Workers have to adapt. Our educational systems have to adapt. Innovation has created the need for a new workforce. No one is guaranteed a job just because they go to college.
During the presidential debates, Mitt Romney ruminated about 50 percent of recent college graduates being either unemployed or underemployed, working at a job beneath their education level.
The Chronicle of Higher Education recently reported that between 2007 and 2010 the number of Americans with master’s degrees on food stamps or other public aid went from 102,000 to more than 290,00. Ph.D.’s on assistance went from 10,000 to nearly 34,000.
Just because you went to college or graduate school and got a degree in sociology or English literature doesn’t mean the economy needs your skills.
Education and lifelong learning is essential to develop better human beings but employers seek workers with the skills they need.
Nearly 600,000 jobs in the U.S. – many in the manufacturing sector – are unfilled because employers can’t find workers with the right skills.

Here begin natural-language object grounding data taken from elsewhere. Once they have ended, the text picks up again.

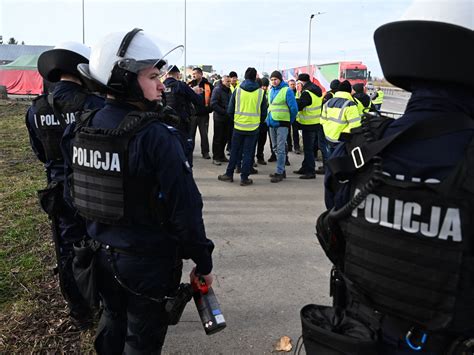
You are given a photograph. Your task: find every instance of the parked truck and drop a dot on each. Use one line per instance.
(323, 74)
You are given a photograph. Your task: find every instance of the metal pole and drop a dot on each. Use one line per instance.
(185, 48)
(309, 44)
(83, 26)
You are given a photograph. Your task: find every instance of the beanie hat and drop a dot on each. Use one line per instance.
(334, 84)
(304, 77)
(276, 74)
(358, 88)
(345, 86)
(251, 73)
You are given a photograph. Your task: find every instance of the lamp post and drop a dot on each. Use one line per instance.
(185, 48)
(278, 55)
(309, 41)
(263, 65)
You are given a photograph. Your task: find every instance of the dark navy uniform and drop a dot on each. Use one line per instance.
(146, 256)
(40, 121)
(432, 160)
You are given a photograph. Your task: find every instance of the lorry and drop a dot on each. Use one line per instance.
(322, 74)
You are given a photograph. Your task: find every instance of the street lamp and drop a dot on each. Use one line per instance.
(309, 40)
(83, 27)
(278, 56)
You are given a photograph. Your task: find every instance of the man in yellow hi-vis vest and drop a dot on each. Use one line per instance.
(282, 112)
(247, 107)
(309, 106)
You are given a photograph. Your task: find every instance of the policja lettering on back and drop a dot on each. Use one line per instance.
(111, 160)
(446, 225)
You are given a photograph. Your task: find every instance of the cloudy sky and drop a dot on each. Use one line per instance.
(231, 35)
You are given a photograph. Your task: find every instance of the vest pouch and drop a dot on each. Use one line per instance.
(329, 333)
(51, 198)
(84, 271)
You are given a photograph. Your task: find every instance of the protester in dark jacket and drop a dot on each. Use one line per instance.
(222, 122)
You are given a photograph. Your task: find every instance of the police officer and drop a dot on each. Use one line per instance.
(400, 231)
(339, 115)
(182, 99)
(309, 107)
(132, 182)
(46, 120)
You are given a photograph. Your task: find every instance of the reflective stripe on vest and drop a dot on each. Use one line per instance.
(279, 108)
(310, 114)
(247, 109)
(335, 120)
(379, 99)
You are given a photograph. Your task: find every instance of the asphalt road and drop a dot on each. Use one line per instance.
(267, 262)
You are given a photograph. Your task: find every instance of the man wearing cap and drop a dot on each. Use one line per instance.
(309, 107)
(248, 108)
(46, 121)
(339, 115)
(282, 113)
(182, 99)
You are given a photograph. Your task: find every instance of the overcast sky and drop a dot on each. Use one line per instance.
(230, 35)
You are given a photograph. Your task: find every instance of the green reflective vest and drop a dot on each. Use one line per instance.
(247, 109)
(311, 114)
(279, 109)
(379, 99)
(339, 116)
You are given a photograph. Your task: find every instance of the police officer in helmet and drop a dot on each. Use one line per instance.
(46, 120)
(132, 182)
(399, 228)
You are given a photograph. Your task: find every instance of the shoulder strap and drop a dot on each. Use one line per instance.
(363, 153)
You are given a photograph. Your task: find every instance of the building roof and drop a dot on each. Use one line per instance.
(10, 52)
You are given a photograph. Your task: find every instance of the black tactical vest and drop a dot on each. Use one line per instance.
(51, 118)
(409, 247)
(102, 187)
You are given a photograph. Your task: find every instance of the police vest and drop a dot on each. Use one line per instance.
(102, 188)
(311, 114)
(247, 109)
(278, 107)
(409, 247)
(379, 99)
(339, 115)
(51, 118)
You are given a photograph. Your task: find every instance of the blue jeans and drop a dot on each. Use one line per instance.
(242, 149)
(279, 135)
(308, 165)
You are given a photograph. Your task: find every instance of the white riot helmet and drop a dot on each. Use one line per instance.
(116, 60)
(433, 42)
(62, 59)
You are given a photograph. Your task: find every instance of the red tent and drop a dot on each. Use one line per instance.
(21, 76)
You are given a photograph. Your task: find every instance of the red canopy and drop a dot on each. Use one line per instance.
(22, 82)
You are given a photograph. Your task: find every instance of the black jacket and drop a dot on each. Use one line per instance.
(202, 109)
(306, 100)
(220, 101)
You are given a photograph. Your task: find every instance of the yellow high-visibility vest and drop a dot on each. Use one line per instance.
(278, 107)
(312, 113)
(340, 114)
(247, 109)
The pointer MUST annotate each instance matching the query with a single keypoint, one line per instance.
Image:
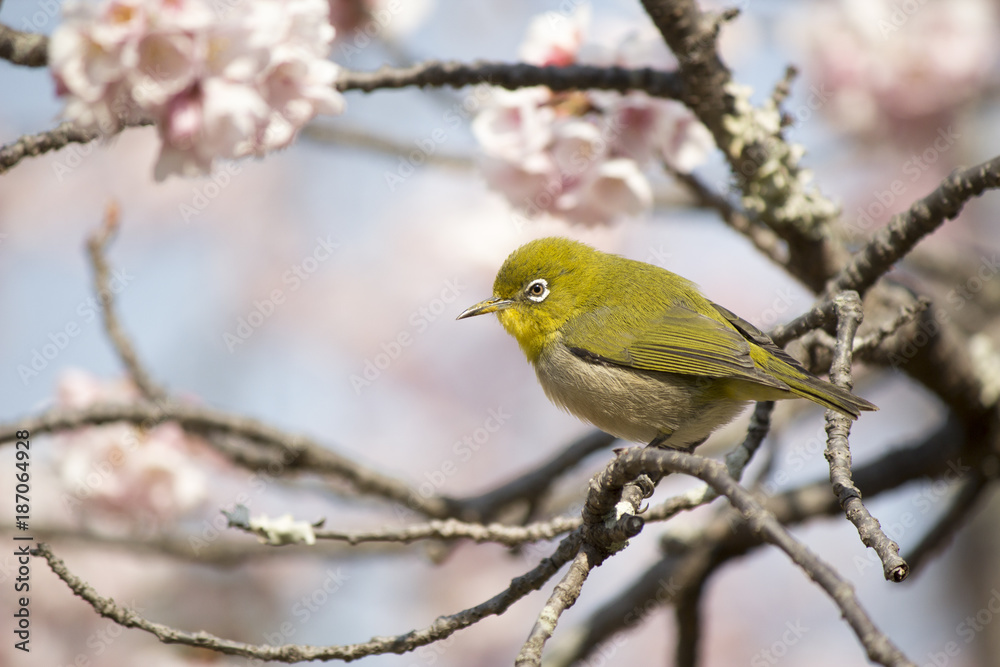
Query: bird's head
(541, 286)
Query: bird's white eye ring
(537, 290)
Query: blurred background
(361, 259)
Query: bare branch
(295, 453)
(774, 187)
(636, 461)
(736, 462)
(533, 485)
(906, 314)
(838, 452)
(892, 242)
(562, 598)
(450, 529)
(441, 628)
(514, 75)
(97, 245)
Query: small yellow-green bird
(636, 350)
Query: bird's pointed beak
(491, 305)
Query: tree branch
(441, 628)
(294, 453)
(838, 452)
(892, 242)
(650, 460)
(97, 245)
(434, 73)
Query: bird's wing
(680, 340)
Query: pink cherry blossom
(580, 155)
(882, 68)
(218, 84)
(124, 472)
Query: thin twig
(838, 452)
(657, 83)
(441, 628)
(533, 485)
(452, 529)
(562, 598)
(892, 242)
(97, 244)
(602, 536)
(687, 612)
(290, 453)
(218, 552)
(635, 461)
(762, 238)
(906, 314)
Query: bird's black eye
(537, 289)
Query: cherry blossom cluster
(580, 155)
(123, 472)
(888, 66)
(219, 78)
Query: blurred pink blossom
(122, 471)
(885, 63)
(580, 155)
(218, 84)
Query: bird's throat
(533, 334)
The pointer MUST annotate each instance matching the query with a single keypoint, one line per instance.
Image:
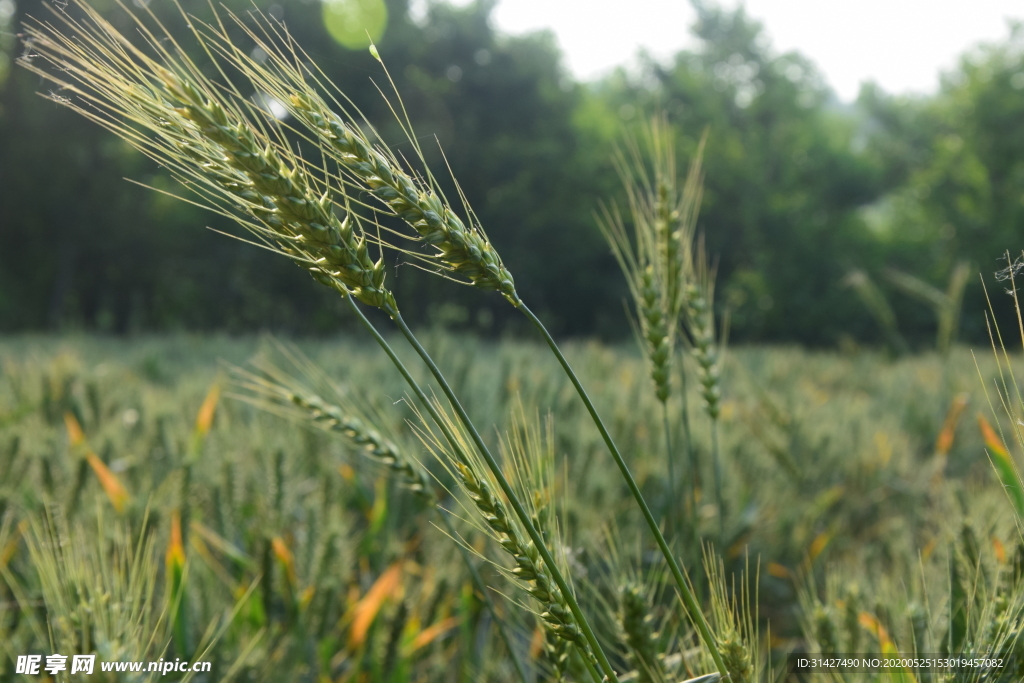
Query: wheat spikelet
(635, 620)
(460, 249)
(654, 253)
(529, 570)
(735, 625)
(210, 142)
(698, 318)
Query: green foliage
(801, 188)
(269, 502)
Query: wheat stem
(685, 592)
(688, 436)
(717, 465)
(514, 501)
(673, 501)
(475, 575)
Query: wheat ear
(530, 570)
(635, 623)
(288, 83)
(274, 390)
(172, 114)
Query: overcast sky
(901, 44)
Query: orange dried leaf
(945, 439)
(999, 550)
(204, 420)
(175, 550)
(370, 605)
(11, 547)
(116, 491)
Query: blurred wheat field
(848, 476)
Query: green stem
(474, 574)
(691, 455)
(590, 665)
(484, 595)
(513, 501)
(717, 462)
(685, 593)
(673, 500)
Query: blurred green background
(801, 188)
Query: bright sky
(901, 44)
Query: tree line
(801, 190)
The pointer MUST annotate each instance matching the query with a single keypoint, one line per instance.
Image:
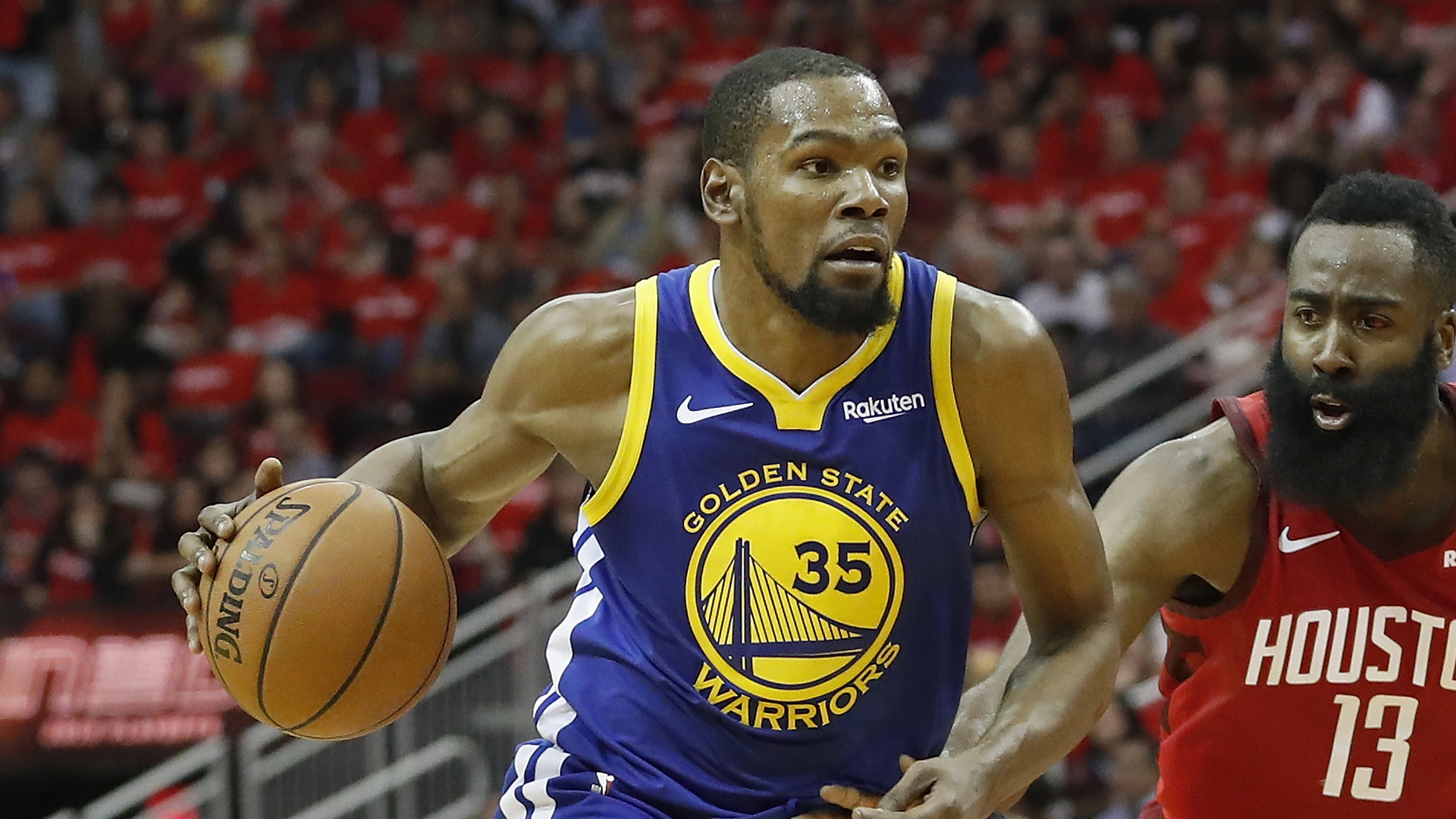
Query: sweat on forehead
(1354, 256)
(740, 104)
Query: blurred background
(302, 228)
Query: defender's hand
(216, 523)
(941, 787)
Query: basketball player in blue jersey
(788, 449)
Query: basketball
(331, 613)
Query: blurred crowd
(300, 228)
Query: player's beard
(1366, 460)
(836, 311)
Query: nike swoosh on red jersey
(1291, 545)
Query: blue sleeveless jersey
(777, 588)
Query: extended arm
(535, 404)
(560, 385)
(1181, 510)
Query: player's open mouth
(1329, 413)
(859, 254)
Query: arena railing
(443, 760)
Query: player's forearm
(1050, 701)
(398, 468)
(982, 701)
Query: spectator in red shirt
(1071, 133)
(166, 190)
(995, 608)
(444, 224)
(33, 254)
(207, 385)
(47, 422)
(1178, 302)
(1126, 187)
(82, 553)
(114, 248)
(726, 41)
(1028, 55)
(30, 507)
(34, 271)
(1117, 80)
(1203, 235)
(133, 442)
(388, 309)
(1018, 194)
(1417, 149)
(490, 150)
(277, 311)
(523, 72)
(1204, 142)
(1239, 184)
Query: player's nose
(1332, 353)
(862, 197)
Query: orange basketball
(331, 613)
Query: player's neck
(772, 334)
(1427, 496)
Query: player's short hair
(739, 107)
(1385, 200)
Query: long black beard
(836, 311)
(1363, 461)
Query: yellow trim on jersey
(791, 410)
(951, 428)
(639, 406)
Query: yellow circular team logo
(792, 591)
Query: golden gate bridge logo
(748, 615)
(792, 591)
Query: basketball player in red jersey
(1310, 665)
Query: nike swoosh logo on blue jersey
(1293, 545)
(689, 416)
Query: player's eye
(819, 167)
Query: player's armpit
(558, 385)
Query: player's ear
(1446, 337)
(721, 186)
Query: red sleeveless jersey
(1324, 684)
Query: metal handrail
(1128, 379)
(209, 757)
(408, 770)
(1171, 425)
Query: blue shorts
(548, 783)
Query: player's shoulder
(995, 331)
(570, 350)
(582, 325)
(1206, 463)
(1191, 499)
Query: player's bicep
(1021, 444)
(1178, 510)
(535, 404)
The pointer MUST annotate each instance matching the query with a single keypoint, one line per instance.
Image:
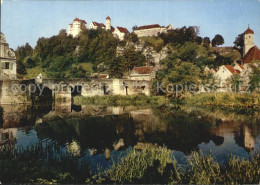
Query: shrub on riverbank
(120, 100)
(40, 164)
(225, 99)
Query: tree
(77, 72)
(30, 63)
(184, 75)
(217, 40)
(21, 68)
(116, 68)
(239, 42)
(206, 41)
(134, 27)
(254, 79)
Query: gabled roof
(112, 29)
(77, 19)
(148, 27)
(143, 70)
(98, 24)
(249, 31)
(232, 70)
(123, 30)
(251, 55)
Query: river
(104, 134)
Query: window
(7, 65)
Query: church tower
(108, 23)
(248, 40)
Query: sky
(27, 20)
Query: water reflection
(104, 132)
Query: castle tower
(108, 23)
(248, 40)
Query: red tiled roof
(77, 19)
(83, 21)
(148, 27)
(232, 70)
(98, 24)
(240, 66)
(102, 76)
(143, 70)
(249, 31)
(121, 29)
(112, 29)
(252, 54)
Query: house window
(7, 65)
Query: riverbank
(239, 100)
(120, 100)
(40, 164)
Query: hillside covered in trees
(63, 56)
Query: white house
(120, 33)
(151, 30)
(224, 73)
(7, 60)
(76, 27)
(96, 25)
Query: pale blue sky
(25, 21)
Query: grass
(240, 100)
(48, 165)
(120, 100)
(34, 72)
(156, 42)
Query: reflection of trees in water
(98, 133)
(21, 115)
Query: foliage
(180, 36)
(225, 100)
(254, 79)
(42, 163)
(21, 70)
(77, 72)
(47, 164)
(206, 42)
(156, 42)
(217, 40)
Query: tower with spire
(248, 40)
(108, 23)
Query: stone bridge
(30, 91)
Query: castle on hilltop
(78, 25)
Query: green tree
(206, 41)
(217, 40)
(254, 79)
(21, 68)
(77, 72)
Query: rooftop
(251, 55)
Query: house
(96, 25)
(225, 72)
(76, 27)
(7, 60)
(248, 40)
(151, 30)
(142, 73)
(120, 33)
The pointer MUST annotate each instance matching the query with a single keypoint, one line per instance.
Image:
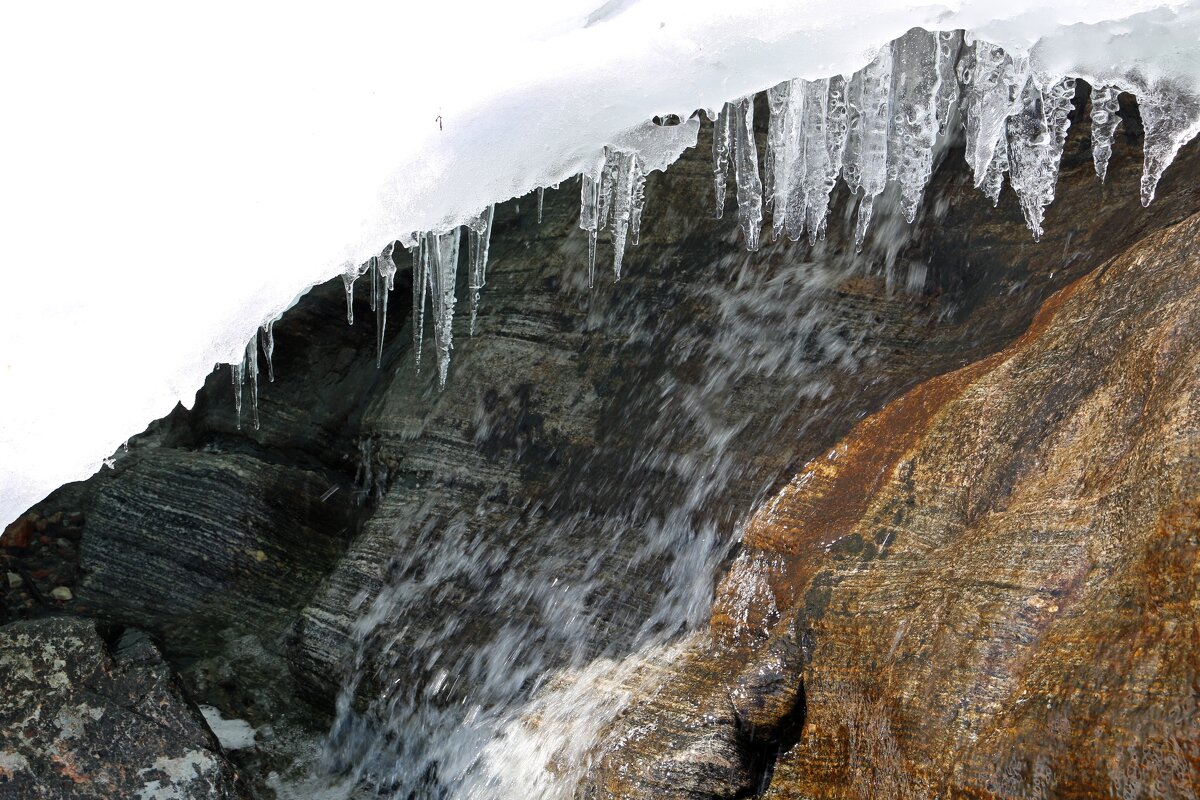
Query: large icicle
(479, 236)
(777, 138)
(420, 282)
(384, 275)
(443, 268)
(915, 116)
(723, 140)
(589, 220)
(351, 272)
(745, 169)
(1036, 138)
(238, 372)
(867, 143)
(1104, 125)
(252, 373)
(1170, 118)
(949, 47)
(993, 82)
(269, 348)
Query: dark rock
(78, 721)
(187, 543)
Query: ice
(1104, 125)
(867, 142)
(420, 281)
(745, 170)
(384, 275)
(915, 115)
(723, 143)
(1036, 136)
(589, 220)
(253, 170)
(252, 374)
(443, 268)
(479, 236)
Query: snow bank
(172, 175)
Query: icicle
(993, 83)
(745, 169)
(443, 268)
(867, 144)
(384, 274)
(628, 187)
(913, 116)
(723, 139)
(349, 275)
(589, 202)
(994, 179)
(237, 371)
(949, 46)
(777, 137)
(1104, 125)
(1171, 119)
(371, 266)
(1036, 138)
(784, 148)
(479, 236)
(269, 348)
(252, 373)
(420, 281)
(636, 204)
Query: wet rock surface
(87, 719)
(582, 479)
(991, 583)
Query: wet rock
(991, 581)
(79, 720)
(189, 543)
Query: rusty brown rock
(993, 583)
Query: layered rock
(989, 588)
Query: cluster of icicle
(880, 126)
(875, 127)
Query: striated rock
(187, 543)
(993, 583)
(79, 720)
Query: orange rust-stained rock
(988, 589)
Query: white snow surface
(173, 175)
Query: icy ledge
(184, 178)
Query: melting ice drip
(876, 127)
(881, 125)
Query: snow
(180, 174)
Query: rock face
(573, 494)
(990, 588)
(79, 720)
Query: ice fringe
(875, 127)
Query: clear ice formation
(881, 126)
(479, 236)
(875, 127)
(1104, 125)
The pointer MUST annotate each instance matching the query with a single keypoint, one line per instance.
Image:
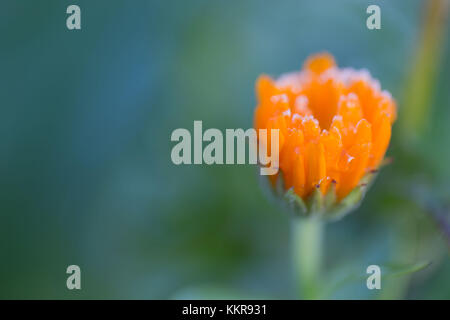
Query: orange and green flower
(334, 129)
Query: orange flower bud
(335, 127)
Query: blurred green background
(85, 171)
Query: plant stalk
(307, 245)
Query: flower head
(334, 128)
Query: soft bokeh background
(85, 171)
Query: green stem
(307, 245)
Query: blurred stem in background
(307, 245)
(421, 77)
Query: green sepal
(322, 206)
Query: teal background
(85, 171)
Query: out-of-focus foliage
(85, 170)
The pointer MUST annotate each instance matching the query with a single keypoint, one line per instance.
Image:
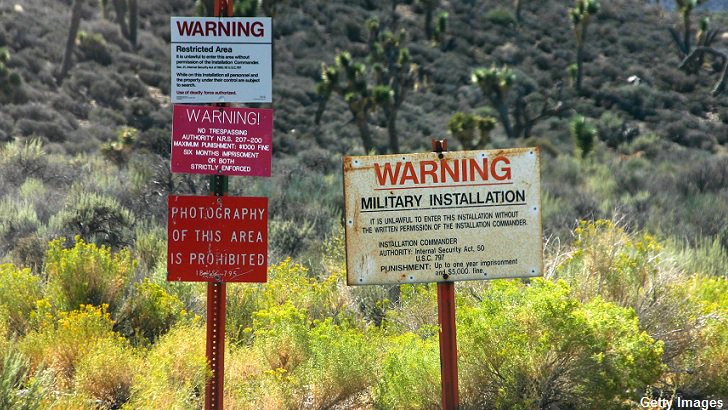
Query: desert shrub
(533, 346)
(613, 130)
(707, 174)
(281, 336)
(150, 246)
(175, 371)
(416, 311)
(18, 219)
(583, 133)
(289, 237)
(410, 374)
(342, 363)
(500, 16)
(149, 312)
(86, 274)
(92, 46)
(106, 372)
(96, 218)
(632, 271)
(707, 256)
(19, 291)
(20, 160)
(61, 341)
(19, 388)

Some of our largest employers in the Lehigh Valley like PPL and Air Products are hiring but struggling to find trained workers.
PPL hired 500 people last year. Air Products CEO John McGlade – a graduate of the Bethlehem Vo-Tech school – is a leader in the U.S. business community in challenging students to develop the skills needed in today’s marketplace, and for schools and parents to remove the stigma from vocational-technical training.
Community colleges and vocational-technical schools and workforce investment boards are more important than ever. A 21-year-old today will land a job quicker and make more money with a certificate in welding than a bachelor’s in sociology.
Our economic model can’t be built on yesterday. We no longer live in cycles of years. It’s more like cycles of months or weeks.
And to be successful at economic growth we need to ensure we are providing a prepared workforce.
Unfortunately, just having a strong back and a good work ethic – or a college degree – is not enough anymore. The age of information and technology is creating a different paradigm for jobs.
We will forever need to retrain ourselves. And, we will serve our kids and business better the faster we put the rhetoric behind us and work on the reality of a transformed economy.